Secondly, the use of online surveys to evaluate the public’s risk perception—similar to fields such as telemedicine and remote counselling in surgical fields—has gained great importance over the past year.38,39 It remains to be established in the future whether the resulting effect obtained by online surveys can be as effective as that of the conventional in-person survey, and whether the resulting effect obtained in the initial phase can be generalized.
Data Sharing Statement
The data that support the findings of this study are available via Open Science Framework at https://osf.io/spmy2/?view_only=5694966f3653490b8edf81a013b49076.

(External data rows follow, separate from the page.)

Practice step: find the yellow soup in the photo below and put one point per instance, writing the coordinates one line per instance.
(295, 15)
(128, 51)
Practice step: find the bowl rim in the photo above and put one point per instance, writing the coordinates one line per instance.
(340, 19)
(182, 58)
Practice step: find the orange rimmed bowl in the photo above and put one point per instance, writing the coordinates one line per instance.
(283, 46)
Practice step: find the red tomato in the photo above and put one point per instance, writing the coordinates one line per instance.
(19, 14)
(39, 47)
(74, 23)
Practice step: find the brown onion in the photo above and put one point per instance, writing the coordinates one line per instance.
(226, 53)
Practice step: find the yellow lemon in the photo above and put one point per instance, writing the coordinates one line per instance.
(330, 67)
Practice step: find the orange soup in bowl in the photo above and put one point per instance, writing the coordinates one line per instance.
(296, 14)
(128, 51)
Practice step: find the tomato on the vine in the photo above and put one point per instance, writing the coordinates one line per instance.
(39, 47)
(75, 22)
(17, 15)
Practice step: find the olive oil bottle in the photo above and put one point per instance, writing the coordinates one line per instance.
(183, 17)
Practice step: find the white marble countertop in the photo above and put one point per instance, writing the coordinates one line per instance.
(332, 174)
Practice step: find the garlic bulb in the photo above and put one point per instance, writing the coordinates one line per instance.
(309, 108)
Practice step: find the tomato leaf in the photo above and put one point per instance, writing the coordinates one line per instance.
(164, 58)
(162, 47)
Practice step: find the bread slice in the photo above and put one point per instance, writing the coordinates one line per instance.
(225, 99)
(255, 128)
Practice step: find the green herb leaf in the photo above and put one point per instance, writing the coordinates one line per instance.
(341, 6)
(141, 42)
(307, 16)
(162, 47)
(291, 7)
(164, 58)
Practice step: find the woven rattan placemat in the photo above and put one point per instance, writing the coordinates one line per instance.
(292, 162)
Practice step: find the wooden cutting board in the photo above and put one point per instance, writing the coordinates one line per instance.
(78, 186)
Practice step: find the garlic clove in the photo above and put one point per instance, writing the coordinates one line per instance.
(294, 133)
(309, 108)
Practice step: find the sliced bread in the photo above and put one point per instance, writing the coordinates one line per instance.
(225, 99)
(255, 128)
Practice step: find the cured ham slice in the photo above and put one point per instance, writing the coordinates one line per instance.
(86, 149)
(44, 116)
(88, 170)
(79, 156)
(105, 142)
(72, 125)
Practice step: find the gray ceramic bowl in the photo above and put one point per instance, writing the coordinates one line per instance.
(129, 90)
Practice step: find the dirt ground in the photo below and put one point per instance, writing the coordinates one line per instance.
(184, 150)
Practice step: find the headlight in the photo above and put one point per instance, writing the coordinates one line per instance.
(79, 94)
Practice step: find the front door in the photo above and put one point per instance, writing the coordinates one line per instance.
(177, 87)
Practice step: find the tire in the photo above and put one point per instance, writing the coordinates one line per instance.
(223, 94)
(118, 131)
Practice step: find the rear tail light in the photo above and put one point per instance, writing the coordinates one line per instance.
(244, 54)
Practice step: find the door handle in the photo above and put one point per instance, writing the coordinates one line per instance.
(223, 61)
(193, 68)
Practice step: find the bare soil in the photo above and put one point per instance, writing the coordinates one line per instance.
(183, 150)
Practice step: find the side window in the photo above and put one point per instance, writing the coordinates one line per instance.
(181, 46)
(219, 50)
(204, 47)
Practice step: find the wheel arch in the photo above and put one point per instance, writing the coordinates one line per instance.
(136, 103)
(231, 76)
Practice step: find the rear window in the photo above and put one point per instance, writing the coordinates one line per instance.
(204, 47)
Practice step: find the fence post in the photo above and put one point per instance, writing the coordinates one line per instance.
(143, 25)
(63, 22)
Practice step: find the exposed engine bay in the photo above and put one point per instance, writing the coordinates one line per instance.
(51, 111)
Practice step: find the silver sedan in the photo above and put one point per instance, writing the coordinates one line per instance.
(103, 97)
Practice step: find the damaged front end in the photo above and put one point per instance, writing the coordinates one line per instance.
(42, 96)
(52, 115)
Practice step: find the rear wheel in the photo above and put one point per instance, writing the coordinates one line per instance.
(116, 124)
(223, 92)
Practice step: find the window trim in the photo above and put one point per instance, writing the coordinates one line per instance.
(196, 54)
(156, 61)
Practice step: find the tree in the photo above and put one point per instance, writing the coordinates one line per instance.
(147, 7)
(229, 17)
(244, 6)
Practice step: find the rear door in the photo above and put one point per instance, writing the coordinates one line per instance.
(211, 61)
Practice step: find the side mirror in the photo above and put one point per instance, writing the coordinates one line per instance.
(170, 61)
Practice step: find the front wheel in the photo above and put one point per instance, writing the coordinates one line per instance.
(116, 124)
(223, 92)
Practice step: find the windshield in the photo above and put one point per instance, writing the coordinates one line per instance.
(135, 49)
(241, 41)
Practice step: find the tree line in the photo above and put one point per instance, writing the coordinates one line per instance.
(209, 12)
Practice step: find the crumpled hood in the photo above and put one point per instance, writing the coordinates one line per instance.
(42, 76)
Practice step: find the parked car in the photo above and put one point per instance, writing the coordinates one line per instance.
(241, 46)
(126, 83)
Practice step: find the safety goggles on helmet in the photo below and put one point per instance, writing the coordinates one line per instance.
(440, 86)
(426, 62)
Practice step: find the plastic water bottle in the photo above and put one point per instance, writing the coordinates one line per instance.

This study was partially supported by the National Natural Science Foundation of China (No. 71761167001), the Major Projects of the National Social Science Foundation of China (Nos. 19ZDA358, 18ZDA332, and 17ZDA325), the Key Project of the National Social Science Foundation of China (No. 16AZD058) and by the Key Project of the Chinese Academy of Sciences (No. KFJ-FP-201906). The funders had no role in study design, data collection and analysis, decision to publish, or preparation of the manuscript. We have no known conflict of interest to disclose.
All authors declare no competing interests.